Дьюкейн встал и прошелся по комнате. Окружающее пространство определенно расчистилось. Нет Файви и Джуди, нет Биранна, нет Джессики и Кейт, и Полы. Он посмотрел на себя в зеркало. Лицо, которое он привык аттестовать про себя как «сухое», осунулось и заострилось, у волос, заметил он, — сальный, неопрятный вид, седая прядь, спадающая на лоб, потускнела. Глаза мутные, слезятся. Нос покраснел от солнца и блестит. И так нужен хоть кто-нибудь рядом! Побриться, кстати, тоже не мешало бы…
Завершилась эпоха в моей жизни, сказал себе Дьюкейн. Он потянулся за писчей бумагой, сел и начал писать:
«Дорогой Октавиан!
С искренним сожалением сообщаю Вам, что я вынужден подать в отставку…»
Глава тридцать восьмая
Не хватало лишиться чувств при виде него, подумала Пола.
Нелепая мысль — увидеться в Национальной галерее! В своей открытке он предложил ей встретиться у картины Бронзино. Пола была тронута. Но все равно идея была сумасбродная, типично в духе Ричарда. Пришли он ей письмо, а не открытку, она могла бы предложить со своей стороны что-то другое. А так казалось естественным отозваться тоже открыткой с коротким «да». Слава богу, что в этот ранний час здесь еще никого не было, не считая смотрителя, который находился в соседнем зале.

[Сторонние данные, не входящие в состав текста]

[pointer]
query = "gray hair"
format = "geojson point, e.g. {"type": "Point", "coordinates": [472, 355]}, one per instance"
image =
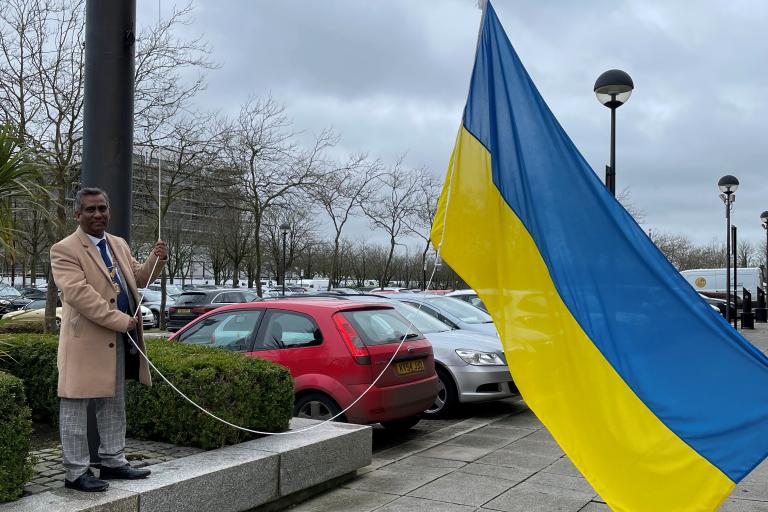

Пола пришла раньше времени. Поскольку Ричард, с его неумением подумать о других, назначил встречу ни свет ни заря, ей пришлось переночевать в гостинице. Проситься к Джону Дьюкейну или к Октавиану и Кейт не хотелось. Откровенно говоря, Октавиану и Кейт она вообще ничего не сказала. Кроме того, ей требовалось побыть одной. Ночь она провела без сна. За завтраком не смогла заставить себя проглотить ни крошки. Потом сидела в вестибюле, ломая пальцы и следя за стрелками на стенных часах. Один раз пришлось бежать в уборную из опасения, как бы ее не вырвало. Кончилось тем, что она пулей вылетела на улицу и вскочила в такси. И вот теперь ей предстояло ждать еще полчаса.

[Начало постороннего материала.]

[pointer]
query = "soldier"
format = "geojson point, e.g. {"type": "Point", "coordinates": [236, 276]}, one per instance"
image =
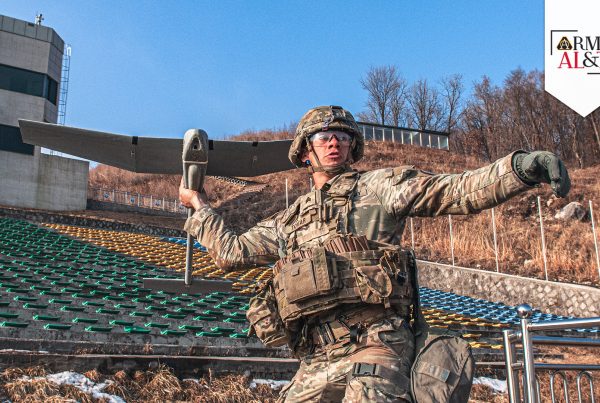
{"type": "Point", "coordinates": [343, 289]}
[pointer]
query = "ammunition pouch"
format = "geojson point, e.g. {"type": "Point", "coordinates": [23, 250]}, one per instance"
{"type": "Point", "coordinates": [309, 277]}
{"type": "Point", "coordinates": [314, 280]}
{"type": "Point", "coordinates": [264, 317]}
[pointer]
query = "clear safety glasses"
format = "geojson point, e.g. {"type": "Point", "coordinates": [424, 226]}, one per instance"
{"type": "Point", "coordinates": [322, 138]}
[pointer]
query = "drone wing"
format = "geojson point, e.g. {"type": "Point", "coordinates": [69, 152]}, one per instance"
{"type": "Point", "coordinates": [158, 155]}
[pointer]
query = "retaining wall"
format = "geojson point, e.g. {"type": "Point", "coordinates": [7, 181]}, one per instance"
{"type": "Point", "coordinates": [548, 296]}
{"type": "Point", "coordinates": [43, 181]}
{"type": "Point", "coordinates": [72, 219]}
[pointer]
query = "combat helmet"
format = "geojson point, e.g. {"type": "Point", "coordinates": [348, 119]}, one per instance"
{"type": "Point", "coordinates": [323, 118]}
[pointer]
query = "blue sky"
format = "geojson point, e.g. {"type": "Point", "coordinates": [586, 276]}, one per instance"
{"type": "Point", "coordinates": [157, 68]}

Могу и лишиться, думала Пола. Ее по-прежнему мутило, над самой головой, казалось, навис черный полог, грозя вот-вот опуститься ей на глаза. Если ее накроет эта мгла, ее поведет всем телом вбок, и она, потеряв равновесие, полетит вниз головой в темный провал. Пола очень ясно представила себе, как у нее закружится голова и поплывет почва из-под ног. Надо сесть, подумала она. Она осторожно приблизилась к квадратной, с кожаными сиденьями, скамье в центре зала и опустилась на нее.

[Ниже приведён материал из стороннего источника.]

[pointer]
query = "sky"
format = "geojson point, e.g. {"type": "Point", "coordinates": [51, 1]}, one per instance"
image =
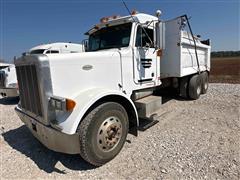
{"type": "Point", "coordinates": [28, 23]}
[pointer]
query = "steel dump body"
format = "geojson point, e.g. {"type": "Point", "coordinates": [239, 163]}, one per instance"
{"type": "Point", "coordinates": [179, 58]}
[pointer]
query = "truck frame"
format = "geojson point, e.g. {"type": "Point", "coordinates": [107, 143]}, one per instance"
{"type": "Point", "coordinates": [87, 103]}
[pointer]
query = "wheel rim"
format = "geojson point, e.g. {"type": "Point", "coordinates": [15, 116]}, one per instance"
{"type": "Point", "coordinates": [109, 133]}
{"type": "Point", "coordinates": [199, 90]}
{"type": "Point", "coordinates": [205, 85]}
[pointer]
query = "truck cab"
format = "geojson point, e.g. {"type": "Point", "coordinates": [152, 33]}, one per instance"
{"type": "Point", "coordinates": [88, 102]}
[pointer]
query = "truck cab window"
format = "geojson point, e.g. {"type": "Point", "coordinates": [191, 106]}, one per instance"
{"type": "Point", "coordinates": [52, 52]}
{"type": "Point", "coordinates": [142, 39]}
{"type": "Point", "coordinates": [110, 37]}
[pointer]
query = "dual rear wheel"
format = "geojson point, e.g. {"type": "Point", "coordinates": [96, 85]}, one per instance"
{"type": "Point", "coordinates": [192, 87]}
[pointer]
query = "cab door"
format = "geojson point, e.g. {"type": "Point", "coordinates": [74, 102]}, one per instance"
{"type": "Point", "coordinates": [145, 56]}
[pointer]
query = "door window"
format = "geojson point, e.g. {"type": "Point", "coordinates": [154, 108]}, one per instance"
{"type": "Point", "coordinates": [144, 37]}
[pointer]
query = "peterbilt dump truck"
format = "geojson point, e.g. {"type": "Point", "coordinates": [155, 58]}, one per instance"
{"type": "Point", "coordinates": [8, 78]}
{"type": "Point", "coordinates": [87, 103]}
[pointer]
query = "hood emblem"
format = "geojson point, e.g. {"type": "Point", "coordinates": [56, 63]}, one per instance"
{"type": "Point", "coordinates": [87, 67]}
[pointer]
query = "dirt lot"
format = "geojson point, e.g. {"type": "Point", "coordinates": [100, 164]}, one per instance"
{"type": "Point", "coordinates": [193, 140]}
{"type": "Point", "coordinates": [225, 70]}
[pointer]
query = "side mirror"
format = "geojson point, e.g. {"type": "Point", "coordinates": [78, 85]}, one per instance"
{"type": "Point", "coordinates": [160, 35]}
{"type": "Point", "coordinates": [85, 44]}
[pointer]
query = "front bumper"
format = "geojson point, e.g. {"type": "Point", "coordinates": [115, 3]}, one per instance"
{"type": "Point", "coordinates": [9, 92]}
{"type": "Point", "coordinates": [51, 138]}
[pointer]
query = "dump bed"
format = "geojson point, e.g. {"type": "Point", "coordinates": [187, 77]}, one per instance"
{"type": "Point", "coordinates": [179, 57]}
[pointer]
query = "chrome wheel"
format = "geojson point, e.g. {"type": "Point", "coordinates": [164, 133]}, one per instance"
{"type": "Point", "coordinates": [109, 133]}
{"type": "Point", "coordinates": [199, 90]}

Насилие, акт насилия по-прежнему стоял между ними, как гора — или, вернее, сделался словно бы уродливой принадлежностью самого Ричарда, чем-то вроде пугающего увечья, как, например, металлическая нога. Странно, что это сравнение пришло ей в голову. Потому что на самом деле металлическая нога была у Эрика. Что же, та сцена в биллиардной перечеркнула Ричарда для нее раз и навсегда? Она не задумывалась над этим, но, судя по всему, считала, что да. Иначе никогда не ушла бы от Ричарда. А так у нее даже мысли не возникло, что можно остаться. Разумно ли, не безрассудно ли было придать этому эпизоду такое значение, такую, в сущности, физиологическую значимость?